Similarly, Lamar High School wanted to remain the Lamar Savages (or, alternatively, the Lamar Savage Thunder) but remove all Native American references and imagery. But no luck. The CCIA said the word “savage” was deemed too offensive in any context, and Lamar narrowly avoided a massive financial penalty at the last minute. That would have been $25,000 a month, by law.

Recently, the commission even voted to add 10 more schools to its list, all of which have a “Thunderbird” mascot. The Thunderbird is a mythological creature that has been historically, but not exclusively, associated with American Indians. These schools are therefore now on the list to change their mascots.

A CCIA commissioner even expressed distaste for schools with feathers in their logos, as feathers might be associated with American Indians. Of course, feathers are also associated with… birds. But the sad truth is that schools can be sure that enforcement of the mascot ban will continue indefinitely and there will be surprises along the way.

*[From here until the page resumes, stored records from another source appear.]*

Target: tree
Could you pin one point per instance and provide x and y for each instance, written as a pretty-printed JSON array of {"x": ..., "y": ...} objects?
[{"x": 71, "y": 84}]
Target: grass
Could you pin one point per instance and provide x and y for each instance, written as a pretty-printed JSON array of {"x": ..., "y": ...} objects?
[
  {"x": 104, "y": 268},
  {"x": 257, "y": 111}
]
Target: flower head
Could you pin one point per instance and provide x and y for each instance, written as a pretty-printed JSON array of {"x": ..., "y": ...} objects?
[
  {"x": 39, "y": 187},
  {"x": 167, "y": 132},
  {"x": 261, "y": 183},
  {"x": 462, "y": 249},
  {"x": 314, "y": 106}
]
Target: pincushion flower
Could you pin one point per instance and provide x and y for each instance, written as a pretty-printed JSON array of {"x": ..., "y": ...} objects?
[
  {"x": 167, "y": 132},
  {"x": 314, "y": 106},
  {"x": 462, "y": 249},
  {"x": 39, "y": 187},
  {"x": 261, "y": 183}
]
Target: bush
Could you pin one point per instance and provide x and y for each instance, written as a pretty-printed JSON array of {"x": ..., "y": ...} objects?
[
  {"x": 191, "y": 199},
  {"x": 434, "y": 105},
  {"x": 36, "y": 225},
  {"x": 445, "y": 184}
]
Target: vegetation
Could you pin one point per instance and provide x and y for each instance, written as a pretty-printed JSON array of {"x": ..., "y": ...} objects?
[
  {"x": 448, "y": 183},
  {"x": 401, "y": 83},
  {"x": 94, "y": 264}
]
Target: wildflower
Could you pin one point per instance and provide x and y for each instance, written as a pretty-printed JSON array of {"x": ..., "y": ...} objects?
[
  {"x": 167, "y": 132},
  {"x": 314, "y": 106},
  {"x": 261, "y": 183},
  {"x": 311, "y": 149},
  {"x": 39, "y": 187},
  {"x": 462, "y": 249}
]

The schools, for their part, agree. After all, they get their money from the state of Colorado and generally want to avoid biting the hand that feeds them. And in dismissing our case, the judge noted that the primary harm is to the schools, not our customers.

But that’s not entirely accurate.

Because the next time a school is considering naming itself after a Native American individual, tradition, or tribe, they’ll just avoid the legal headaches and name it after something that couldn’t get them in trouble. . On the one hand, if a school is named after a white person, that’s clear. But if he is named after an American Indian, he could be in legal trouble. This is exactly what worries our American Indian customers.

There’s been a lot of talk lately about “cancel culture”. Here, culture has been literally canceled. And our Native American customers have been told that representations of their heritage are now illegal. But it turns out that the doors of the courthouse are closed to them. Now the only solution is with the citizens of Colorado and its legislature.

William Trachman is the General Counsel for the Mountain States Legal Foundation and a former Deputy Assistant Secretary for Civil Rights at the United States Department of Education. Erin Erhardt is an attorney at the Mountain States Legal Foundation.